One of the key areas of disclosure focus for the Securities and Exchange Commission (SEC) following the emergence of the COVID-19 pandemic was the impact that the pandemic might have on the presentation of non-GAAP financial measures for public companies. For example, when providing disclosure guidance for how registrants should approach COVID-19-related considerations in CF Disclosure Guidance: Topic No. 9, issued by the Division of Corporation Finance on March 25, 2020 (CF Disclosure Topic 9), the Staff stated that, with respect to the disclosure of non-GAAP financial measures in the pandemic environment, “where a GAAP financial measure is not available at the time of the earnings release because the measure may be impacted by COVID-19-related adjustments,” the SEC “would not object to companies reconciling a non-GAAP financial measure to preliminary GAAP results that either include provisional amount(s) based on a reasonable estimate, or a range of reasonably estimable GAAP results.”
Nevertheless, it has been our experience (consistent with the survey results summarized below) that most registrants did not include COVID-19-related adjustments in connection with the presentation of non-GAAP financial measures in the first quarter. This article summarizes our survey results and analyzes factors that may have impacted the determination of most registrants not to include any COVID-19-related adjustments in connection with their presentation of non-GAAP financial measures in first-quarter disclosure materials.

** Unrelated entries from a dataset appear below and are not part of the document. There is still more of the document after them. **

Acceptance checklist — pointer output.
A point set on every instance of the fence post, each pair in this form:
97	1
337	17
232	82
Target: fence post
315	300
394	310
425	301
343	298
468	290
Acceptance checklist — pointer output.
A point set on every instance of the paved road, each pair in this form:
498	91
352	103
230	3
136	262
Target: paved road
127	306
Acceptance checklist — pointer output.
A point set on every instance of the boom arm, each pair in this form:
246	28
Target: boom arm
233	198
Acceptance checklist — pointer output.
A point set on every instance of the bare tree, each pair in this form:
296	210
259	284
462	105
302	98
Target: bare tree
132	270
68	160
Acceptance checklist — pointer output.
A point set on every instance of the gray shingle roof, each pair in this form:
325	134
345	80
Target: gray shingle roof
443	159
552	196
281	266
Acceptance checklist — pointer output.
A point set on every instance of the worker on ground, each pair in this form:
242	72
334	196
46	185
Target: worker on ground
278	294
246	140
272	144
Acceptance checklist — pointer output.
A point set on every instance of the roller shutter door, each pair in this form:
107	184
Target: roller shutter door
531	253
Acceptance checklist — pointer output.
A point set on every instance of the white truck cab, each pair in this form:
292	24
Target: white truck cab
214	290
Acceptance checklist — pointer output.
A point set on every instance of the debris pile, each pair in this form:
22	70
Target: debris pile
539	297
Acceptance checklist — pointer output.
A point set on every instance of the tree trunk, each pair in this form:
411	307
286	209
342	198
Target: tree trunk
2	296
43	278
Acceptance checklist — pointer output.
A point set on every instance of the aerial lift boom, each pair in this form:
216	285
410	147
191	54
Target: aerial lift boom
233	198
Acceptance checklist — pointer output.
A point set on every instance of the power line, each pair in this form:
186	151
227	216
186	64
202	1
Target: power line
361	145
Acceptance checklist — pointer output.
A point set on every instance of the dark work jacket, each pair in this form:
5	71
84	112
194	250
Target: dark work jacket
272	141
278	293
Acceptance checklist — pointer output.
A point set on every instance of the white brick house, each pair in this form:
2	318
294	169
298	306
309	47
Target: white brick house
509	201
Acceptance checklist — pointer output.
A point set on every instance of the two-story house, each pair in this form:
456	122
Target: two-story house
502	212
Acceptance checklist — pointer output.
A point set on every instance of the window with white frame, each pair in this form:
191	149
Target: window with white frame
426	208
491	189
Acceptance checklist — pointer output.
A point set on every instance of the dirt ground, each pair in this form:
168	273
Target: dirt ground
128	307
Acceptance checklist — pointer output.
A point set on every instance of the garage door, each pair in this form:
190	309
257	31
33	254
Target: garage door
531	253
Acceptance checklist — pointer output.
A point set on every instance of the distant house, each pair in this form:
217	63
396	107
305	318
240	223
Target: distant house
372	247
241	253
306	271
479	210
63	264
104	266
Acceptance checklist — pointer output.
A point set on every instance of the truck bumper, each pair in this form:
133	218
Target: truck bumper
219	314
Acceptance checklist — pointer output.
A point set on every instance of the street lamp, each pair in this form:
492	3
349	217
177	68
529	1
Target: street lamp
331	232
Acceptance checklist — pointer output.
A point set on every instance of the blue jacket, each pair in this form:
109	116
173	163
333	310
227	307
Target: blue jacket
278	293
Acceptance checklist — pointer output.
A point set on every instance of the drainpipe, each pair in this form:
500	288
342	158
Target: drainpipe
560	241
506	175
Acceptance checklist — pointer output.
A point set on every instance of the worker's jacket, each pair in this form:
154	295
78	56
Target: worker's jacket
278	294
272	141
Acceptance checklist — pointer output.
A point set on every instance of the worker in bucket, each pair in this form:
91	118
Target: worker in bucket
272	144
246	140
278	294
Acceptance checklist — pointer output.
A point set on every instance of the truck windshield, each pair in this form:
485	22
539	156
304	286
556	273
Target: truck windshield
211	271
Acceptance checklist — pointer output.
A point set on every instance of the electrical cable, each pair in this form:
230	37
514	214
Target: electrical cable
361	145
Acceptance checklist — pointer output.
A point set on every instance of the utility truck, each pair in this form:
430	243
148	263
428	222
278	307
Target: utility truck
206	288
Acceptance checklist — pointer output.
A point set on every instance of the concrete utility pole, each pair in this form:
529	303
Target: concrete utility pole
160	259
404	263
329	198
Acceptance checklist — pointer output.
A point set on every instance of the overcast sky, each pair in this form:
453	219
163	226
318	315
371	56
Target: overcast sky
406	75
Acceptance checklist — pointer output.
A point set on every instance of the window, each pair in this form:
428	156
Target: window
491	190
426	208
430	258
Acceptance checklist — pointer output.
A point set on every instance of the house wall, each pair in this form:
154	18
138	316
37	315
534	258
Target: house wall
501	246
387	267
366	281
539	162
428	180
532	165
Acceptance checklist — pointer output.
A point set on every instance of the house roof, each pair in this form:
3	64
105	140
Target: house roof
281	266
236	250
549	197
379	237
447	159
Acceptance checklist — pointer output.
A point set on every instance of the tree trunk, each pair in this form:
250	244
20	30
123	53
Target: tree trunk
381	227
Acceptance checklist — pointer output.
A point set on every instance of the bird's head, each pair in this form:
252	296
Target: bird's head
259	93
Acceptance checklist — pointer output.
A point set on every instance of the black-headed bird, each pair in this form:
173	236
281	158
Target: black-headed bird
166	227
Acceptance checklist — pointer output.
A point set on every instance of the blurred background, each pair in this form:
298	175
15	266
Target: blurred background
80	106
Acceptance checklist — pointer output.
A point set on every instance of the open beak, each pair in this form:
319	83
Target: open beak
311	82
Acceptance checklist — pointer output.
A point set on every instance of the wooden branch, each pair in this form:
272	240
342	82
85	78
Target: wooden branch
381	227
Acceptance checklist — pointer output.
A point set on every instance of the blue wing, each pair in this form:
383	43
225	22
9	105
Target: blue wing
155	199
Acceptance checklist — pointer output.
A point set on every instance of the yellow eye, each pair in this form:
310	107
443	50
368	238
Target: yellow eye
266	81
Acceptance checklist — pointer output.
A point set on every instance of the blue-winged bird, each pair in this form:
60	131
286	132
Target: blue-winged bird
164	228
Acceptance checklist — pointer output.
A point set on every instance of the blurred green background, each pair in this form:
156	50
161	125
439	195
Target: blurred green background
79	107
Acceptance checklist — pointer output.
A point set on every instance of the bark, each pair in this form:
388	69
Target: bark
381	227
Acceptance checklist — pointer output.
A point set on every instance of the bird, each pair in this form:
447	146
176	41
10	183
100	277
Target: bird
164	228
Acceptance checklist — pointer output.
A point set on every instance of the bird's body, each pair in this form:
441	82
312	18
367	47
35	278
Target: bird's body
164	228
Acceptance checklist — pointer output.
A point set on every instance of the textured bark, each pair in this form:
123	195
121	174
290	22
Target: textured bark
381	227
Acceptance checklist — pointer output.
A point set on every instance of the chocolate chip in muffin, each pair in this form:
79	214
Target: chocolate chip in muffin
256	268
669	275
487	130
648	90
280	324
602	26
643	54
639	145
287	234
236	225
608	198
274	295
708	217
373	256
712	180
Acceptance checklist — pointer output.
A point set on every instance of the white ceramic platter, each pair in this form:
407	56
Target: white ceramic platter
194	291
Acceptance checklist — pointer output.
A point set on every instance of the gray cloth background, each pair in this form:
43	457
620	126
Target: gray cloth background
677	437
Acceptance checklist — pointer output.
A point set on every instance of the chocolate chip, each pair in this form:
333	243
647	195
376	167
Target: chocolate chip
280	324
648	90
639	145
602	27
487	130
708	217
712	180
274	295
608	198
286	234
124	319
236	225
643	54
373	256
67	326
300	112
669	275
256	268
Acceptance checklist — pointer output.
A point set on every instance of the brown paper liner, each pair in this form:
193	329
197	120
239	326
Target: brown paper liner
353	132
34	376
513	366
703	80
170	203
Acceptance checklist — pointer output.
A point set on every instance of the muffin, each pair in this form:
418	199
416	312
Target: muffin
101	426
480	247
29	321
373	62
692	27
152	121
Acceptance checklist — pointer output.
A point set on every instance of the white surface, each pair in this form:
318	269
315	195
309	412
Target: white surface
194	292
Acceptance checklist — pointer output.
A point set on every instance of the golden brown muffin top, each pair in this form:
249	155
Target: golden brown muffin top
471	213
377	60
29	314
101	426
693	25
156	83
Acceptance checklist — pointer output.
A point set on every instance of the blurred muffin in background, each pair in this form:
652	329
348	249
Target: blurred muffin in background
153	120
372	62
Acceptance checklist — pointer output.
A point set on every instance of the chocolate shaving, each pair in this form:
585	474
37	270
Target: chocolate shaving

As part of our survey, we reviewed 55 public companies that presented Adjusted EBITDA in their earnings release filed in the period from April 1, 2020, to May 14, 2020. We chose to focus on Adjusted EBITDA in this survey (recognizing that such measure is utilized more frequently in some industries than others) because such measure is commonly utilized by public companies to measure their operational performance and frequently includes adjustments for items that are believed not to reflect the ongoing operational performance of the company. While we limited our survey to registrants that presented Adjusted EBITDA, we believe that the survey results have relevance for companies that present other types of non-GAAP performance measures which are adjusted for special items or items outside of the ordinary course of business.